MP calls for Rishi Sunak to take 'urgent action' over Scot detained in India for five years

A Scots MP will call on Rishi Sunak to act 'urgently' to bring home imprisoned Jagtar Singh Johal who faces the death penalty in India after a false conviction.

Mr Johal was detained under India’s anti-terrorism laws following his arrest in November 2017, accused of helping fund a Sikh-on-Hindu assassination plot – something he strongly denies.

His local MP Martin Docherty-Hughes says the Prime Minister is yet to reach out to the Dumbarton man's family despite Boris Johnson previously acknowledging Jagtar's arbitrary detention, and Liz Truss meeting with the family last year.

Martin will be bringing Johal's case to a General Debate at Westminster on Thursday, speaking beforehand, he said: “My constituent Jagtar Singh Johal’s case is turning into one of the most prominent miscarriages of justice of our time.

“Jagtar and his family have suffered for too long - it is time to bring him home.”

“After 5 years of incarceration in India without trial, believed tortured, this young Scot from Dumbarton is at risk of facing the death penalty.

“The UN Working Group on Arbitrary Detention has made clear that Jagtar’s detention ‘lacks legal basis’ and that he has been ‘subjected to torture’.

“This cannot continue. The UK government needs to catch up with the legal consensus and urgently change its strategy.

“We witnessed first-hand, through the case of Nazanin Zaghari-Ratcliffe and Anoosheh Ashoori, that the UK government can bring their people home. We must see a similar approach with Mr Johal."

(Daily Record)

Jagtar was in Punjab in northern India for his wedding in November 2017 when his family say he was arrested and bundled into an unmarked car. The UK citizen says he has been detained and subjected to torture, including electric shocks, and faces the death penalty over his activism and campaigning for Sikh human rights.
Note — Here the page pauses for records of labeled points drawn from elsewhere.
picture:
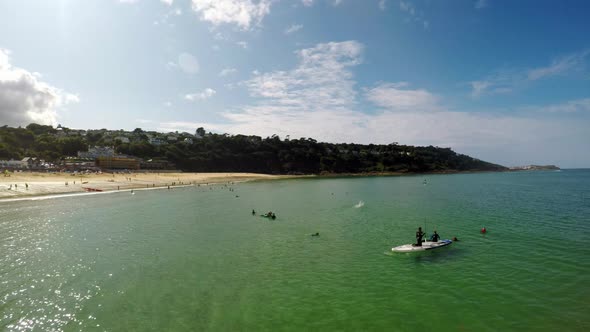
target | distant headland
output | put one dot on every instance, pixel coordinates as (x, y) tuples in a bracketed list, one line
[(45, 148), (535, 168)]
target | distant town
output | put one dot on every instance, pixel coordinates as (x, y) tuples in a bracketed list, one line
[(45, 148)]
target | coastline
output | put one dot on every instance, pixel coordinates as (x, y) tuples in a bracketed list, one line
[(29, 185), (35, 185)]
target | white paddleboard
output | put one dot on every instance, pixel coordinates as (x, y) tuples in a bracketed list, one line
[(428, 245)]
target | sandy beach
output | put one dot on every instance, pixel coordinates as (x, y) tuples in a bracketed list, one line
[(31, 184)]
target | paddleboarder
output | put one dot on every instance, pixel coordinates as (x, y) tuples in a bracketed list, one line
[(434, 237), (419, 235)]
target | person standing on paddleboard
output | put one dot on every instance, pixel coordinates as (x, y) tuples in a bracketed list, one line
[(419, 235), (434, 237)]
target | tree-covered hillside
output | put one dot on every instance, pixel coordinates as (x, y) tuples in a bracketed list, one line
[(224, 153)]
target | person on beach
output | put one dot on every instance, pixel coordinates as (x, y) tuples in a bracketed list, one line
[(419, 235), (434, 237)]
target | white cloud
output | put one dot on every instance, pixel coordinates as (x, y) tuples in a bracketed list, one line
[(572, 106), (25, 99), (243, 13), (187, 63), (559, 66), (509, 80), (413, 14), (227, 72), (395, 97), (480, 4), (321, 80), (407, 7), (293, 28), (205, 94)]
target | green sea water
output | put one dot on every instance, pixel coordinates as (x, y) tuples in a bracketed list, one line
[(195, 259)]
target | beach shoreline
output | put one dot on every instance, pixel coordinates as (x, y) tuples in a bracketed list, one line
[(25, 185)]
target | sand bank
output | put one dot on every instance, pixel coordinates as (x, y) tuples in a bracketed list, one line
[(24, 184)]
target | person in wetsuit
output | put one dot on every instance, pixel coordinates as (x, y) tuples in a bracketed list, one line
[(435, 237), (419, 235)]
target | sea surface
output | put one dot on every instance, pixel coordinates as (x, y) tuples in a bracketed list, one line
[(196, 259)]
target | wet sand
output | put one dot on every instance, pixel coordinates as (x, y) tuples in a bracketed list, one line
[(31, 184)]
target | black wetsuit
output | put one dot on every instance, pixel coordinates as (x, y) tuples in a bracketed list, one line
[(419, 235)]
The UN Working Group on Arbitrary Detention has determined that Johal’s detention "lacks legal basis", was based on “discriminatory grounds” owing to his Sikh faith and his “status as a human rights defender”, and that he was “subjected to torture”.

(Lennox Herald)

International human rights groups ‘Reprieve and Redress’ have called on the UK government to intervene urgently in the case, citing concerns that Jagtar faces trumped-up political charges carrying the death penalty.

Johal's brother Gurpeet told the Record in November that he fears Johal will be killed quickly if he is convicted and sentenced to the death penalty.